Popular cosmology books usually focus on stars, the sun, and planets, giving short shrift to everything in between. In an expert account, Starkey, a British geologist and space scientist who lives in California, argues that particles, rocks, asteroids, and comets deserve more attention. The Earth has changed a great deal since the birth of the solar system over 4 billion years ago, but cosmic dust from the birth is still out there along with larger bodies. Comets and asteroids have their own histories, and some dust has existed since near the beginning of the universe, so studying them “means we can understand how our planets were put together and what they contain.” Readers will pay close attention when the author asks a significant question: Where did Earth acquire water and the carbon-containing organic compounds essential for life?
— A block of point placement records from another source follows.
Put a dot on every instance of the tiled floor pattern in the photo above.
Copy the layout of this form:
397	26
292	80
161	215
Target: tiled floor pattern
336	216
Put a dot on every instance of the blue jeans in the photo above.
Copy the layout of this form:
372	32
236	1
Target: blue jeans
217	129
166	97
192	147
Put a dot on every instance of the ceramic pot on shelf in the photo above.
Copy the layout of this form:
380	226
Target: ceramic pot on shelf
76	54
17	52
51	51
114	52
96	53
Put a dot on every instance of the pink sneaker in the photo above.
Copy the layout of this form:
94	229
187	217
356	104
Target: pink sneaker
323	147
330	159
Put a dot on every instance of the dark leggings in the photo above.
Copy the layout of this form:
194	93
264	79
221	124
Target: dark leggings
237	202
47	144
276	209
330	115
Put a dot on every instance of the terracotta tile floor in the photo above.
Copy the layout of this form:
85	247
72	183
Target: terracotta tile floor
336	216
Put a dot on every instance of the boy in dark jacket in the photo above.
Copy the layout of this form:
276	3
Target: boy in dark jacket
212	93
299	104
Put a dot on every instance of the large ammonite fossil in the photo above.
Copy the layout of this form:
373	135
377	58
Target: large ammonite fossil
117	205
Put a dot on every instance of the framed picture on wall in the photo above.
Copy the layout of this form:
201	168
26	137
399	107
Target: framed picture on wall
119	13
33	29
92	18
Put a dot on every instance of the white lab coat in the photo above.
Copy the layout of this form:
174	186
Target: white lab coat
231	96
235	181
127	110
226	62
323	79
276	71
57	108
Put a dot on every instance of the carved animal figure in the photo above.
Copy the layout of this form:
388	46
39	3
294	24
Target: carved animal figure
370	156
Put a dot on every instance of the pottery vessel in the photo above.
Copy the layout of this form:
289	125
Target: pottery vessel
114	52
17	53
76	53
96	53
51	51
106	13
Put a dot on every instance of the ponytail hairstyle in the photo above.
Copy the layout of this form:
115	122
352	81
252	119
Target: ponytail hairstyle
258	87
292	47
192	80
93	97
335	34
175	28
She reminds us that scientists believe that planets formed from clumping dust grains that swirled around a hot central mass that became the sun. Pummeled by a rain of other small bodies (planetesimals) and heated by volcanism, the early Earth was too hot for water to condense and complex organic chemicals to form. Only beyond the orbit of Mars were temperatures low enough for volatiles (water, methane, ammonia) to solidify into lighter planetesimals, comets, which often migrated inward and fell upon Earth. Readers familiar with NASA’s robots’ landing on Mars and missions to the outer planets may be surprised at Starkey’s later chapters, which describe probes sent to comets that landed and scooped up samples to return to Earth to educate (and confuse) researchers.
A successful introduction to the hitherto neglected bits and pieces of our solar system.